I'm writing regular expression for checking if there is a substring, that contains at least 2 repeats of some pattern next to each other. I'm matching the result of regex with former string - if equal, there is such pattern. Better said by example: 1010 contains pattern 10 and it is there 2 times in continuous series. On other hand 10210 wouldn't have such pattern, because those 10 are not adjacent.
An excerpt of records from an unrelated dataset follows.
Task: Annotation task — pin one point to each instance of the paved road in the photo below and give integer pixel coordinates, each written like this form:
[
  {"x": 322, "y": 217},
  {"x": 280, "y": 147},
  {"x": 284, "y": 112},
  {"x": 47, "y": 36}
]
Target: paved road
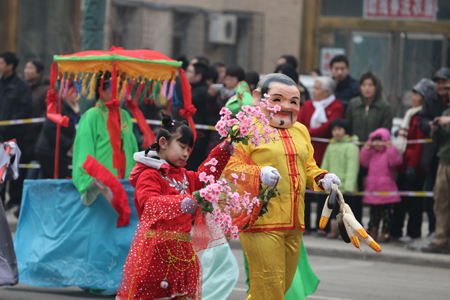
[{"x": 341, "y": 279}]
What's more, I need to find the longest pattern possible, and it's length is at least 1. I have written the expression to check for it ^.*?(.+)(\1).*?$. To find longest pattern, I've used non-greedy version to match something before patter, then pattern is matched to group 1 and once again same thing that has been matched for group1 is matched. Then the rest of string is matched, producing equal string. But there's a problem that regex is eager to return after finding first pattern, and don't really take into account that I intend to make those substrings before and after shortest possible (leaving the rest longest possible). So from string 01011010 I get correctly that there's match, but the pattern stored in group 1 is just 01 though I'd except 101.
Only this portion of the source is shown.